Kojuro hanya berdiri dan bengong saja. Sepertinya sang beruang sudah mengerti bahwa Kojuro sama sekali tidak akan mengokang pelatuk senapannya. Tanpa menoleh ke belakang, ia berjalan sangat pelan. Ketika cahaya matahari dari dahan pepohonan menyelinap menyinari beruang yang berpunggung lebar dan hitam itu, Kojuro merasa iba. Dia bergerak pulang setelah melewati perbukitan.

Tepat dua tahun kemudian, ketika angin sangat kencang berhembus, Kojuro berpikir jangan-jangan pohon dan pagar pun roboh. Tapi begitu ia keluar, pagar pohon hinoki seperti biasanya tidak berubah. Di bawahnya tergolek sesuatu yang berwarna hitam kemerah-merahan yang sebelumnya sering ia lihat. Karena sudah lewat dua tahun, jangan-jangan beruang itu datang. Kojuro merasa khawatir sehingga jantungnya berdebar-debar ketakutan. Ia mencoba mendekat dan ternyata benar, beruang yang pernah ia temukan sebelumnya itu, kini roboh memuntahkan darah segar dari mulutnya.Tanpa pikir panjang Kojuro berlutut menyembahnya.

Suatu hari di bulan Januari, setelah pamit kepada ibunya yang berusia 90 tahun, Kojuro pergi ke puncak bukit di sekitar pesisir pantai Shirazawa. Ketika Kojuro beristirahat, anjingnya menyalak berapi-api. Kojuro terkejut, begitu ia menoleh ke belakang, seekor beruang besar yang pernah ia temui ketika musim panas itu, berdiri dengan 2 kakinya mau menyerang Kojuro.

Kojuro dengan tenang bersiap membidikkan senapannya.
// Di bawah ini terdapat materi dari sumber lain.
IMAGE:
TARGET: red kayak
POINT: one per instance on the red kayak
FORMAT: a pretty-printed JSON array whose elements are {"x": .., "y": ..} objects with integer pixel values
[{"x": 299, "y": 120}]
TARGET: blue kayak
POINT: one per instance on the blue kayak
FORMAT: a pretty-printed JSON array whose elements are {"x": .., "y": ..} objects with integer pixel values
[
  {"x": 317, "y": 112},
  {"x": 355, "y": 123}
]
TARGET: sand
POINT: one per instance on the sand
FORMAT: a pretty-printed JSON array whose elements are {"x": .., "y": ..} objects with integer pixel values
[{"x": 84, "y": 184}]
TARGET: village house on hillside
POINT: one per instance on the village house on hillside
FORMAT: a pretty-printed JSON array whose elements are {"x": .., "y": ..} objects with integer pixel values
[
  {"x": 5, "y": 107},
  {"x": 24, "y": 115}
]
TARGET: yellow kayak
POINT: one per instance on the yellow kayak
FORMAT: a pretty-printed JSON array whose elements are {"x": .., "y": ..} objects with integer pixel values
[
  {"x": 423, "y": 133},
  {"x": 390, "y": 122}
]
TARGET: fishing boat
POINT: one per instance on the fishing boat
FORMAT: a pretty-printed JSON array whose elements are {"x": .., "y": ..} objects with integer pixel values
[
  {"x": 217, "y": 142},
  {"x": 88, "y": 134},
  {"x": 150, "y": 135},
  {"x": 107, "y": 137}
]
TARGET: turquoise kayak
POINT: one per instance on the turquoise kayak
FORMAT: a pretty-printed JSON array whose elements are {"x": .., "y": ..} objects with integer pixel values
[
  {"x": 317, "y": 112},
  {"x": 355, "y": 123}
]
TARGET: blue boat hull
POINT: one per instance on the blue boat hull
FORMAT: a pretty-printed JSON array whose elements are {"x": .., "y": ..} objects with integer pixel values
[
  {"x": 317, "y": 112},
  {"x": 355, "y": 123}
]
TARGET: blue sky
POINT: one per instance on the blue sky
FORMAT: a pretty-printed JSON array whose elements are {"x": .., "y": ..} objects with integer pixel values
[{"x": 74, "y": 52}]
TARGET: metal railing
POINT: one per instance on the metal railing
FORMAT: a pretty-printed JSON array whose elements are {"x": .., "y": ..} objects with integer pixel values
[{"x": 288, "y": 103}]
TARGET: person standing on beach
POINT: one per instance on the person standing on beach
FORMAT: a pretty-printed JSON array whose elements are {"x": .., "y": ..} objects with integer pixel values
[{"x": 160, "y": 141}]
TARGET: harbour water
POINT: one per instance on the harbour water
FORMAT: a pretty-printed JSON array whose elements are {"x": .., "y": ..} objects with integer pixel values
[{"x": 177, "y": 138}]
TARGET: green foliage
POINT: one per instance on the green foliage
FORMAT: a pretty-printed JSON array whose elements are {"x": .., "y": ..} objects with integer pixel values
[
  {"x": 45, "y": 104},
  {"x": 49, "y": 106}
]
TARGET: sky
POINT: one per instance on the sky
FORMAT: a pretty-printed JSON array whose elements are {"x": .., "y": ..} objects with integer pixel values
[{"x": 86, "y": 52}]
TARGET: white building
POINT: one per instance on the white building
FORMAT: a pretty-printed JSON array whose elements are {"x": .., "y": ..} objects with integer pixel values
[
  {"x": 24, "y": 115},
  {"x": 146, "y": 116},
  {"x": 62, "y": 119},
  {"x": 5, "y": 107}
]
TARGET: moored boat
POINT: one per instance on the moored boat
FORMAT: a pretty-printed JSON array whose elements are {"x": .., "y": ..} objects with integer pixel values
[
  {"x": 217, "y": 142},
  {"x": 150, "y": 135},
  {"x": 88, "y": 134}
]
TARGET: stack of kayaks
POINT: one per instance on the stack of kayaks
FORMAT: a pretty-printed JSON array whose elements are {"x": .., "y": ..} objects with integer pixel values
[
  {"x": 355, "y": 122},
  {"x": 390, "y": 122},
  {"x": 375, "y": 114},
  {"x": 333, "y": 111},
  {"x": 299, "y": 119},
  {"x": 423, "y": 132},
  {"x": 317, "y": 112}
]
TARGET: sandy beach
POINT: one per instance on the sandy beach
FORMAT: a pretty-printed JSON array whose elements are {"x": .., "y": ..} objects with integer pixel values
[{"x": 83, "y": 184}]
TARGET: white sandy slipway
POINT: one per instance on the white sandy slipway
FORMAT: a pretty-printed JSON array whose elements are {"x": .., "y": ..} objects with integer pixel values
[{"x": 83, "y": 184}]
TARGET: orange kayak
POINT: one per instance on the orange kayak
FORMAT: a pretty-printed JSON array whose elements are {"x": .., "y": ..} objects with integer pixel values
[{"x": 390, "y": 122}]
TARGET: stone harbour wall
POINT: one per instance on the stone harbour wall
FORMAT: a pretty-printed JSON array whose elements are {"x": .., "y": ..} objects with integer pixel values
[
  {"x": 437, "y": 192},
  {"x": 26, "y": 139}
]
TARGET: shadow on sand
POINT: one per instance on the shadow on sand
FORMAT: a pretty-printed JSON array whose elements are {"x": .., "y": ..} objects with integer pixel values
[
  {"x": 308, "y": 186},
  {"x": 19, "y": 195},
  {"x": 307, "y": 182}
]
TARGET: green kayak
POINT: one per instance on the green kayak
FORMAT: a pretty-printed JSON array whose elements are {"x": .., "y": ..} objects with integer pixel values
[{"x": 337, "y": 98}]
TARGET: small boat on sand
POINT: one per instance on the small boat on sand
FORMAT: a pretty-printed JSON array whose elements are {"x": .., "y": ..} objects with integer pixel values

Beruang itu berjalan mendekati Kojuro, mengangkat kedua tangannya agak miring. Kojuro yang hebat pun raut wajahnya sedikit ketakutan. Suara letusan senapan Kojuro memekakkan telinga Kojuro. Sang Beruang tidak goyah sedikitpun, lalu menyerang dengan ganasnya. Anjing Kojuro pun menerkam bagian kakinya. Sesaat Kojuro berpikir terasa kepalanya berdenging keras, keadaan di sekitarnya menjadi gelap. Dari jauh samar-samar terdengar suara :

“Hei! Kojuro! Aku tidak bermaksud membunuhmu.” “Mati aku,” pikir Kojuro. Tiba-tiba di sekitarnya tampak cahaya seperti bintang biru berkelip-kelip.

“Ini pasti cahaya isyarat kematian. Beruang, maafkanlah.” Gumam Kojuro. Entah bagaimana perasaan Kojuro saat itu.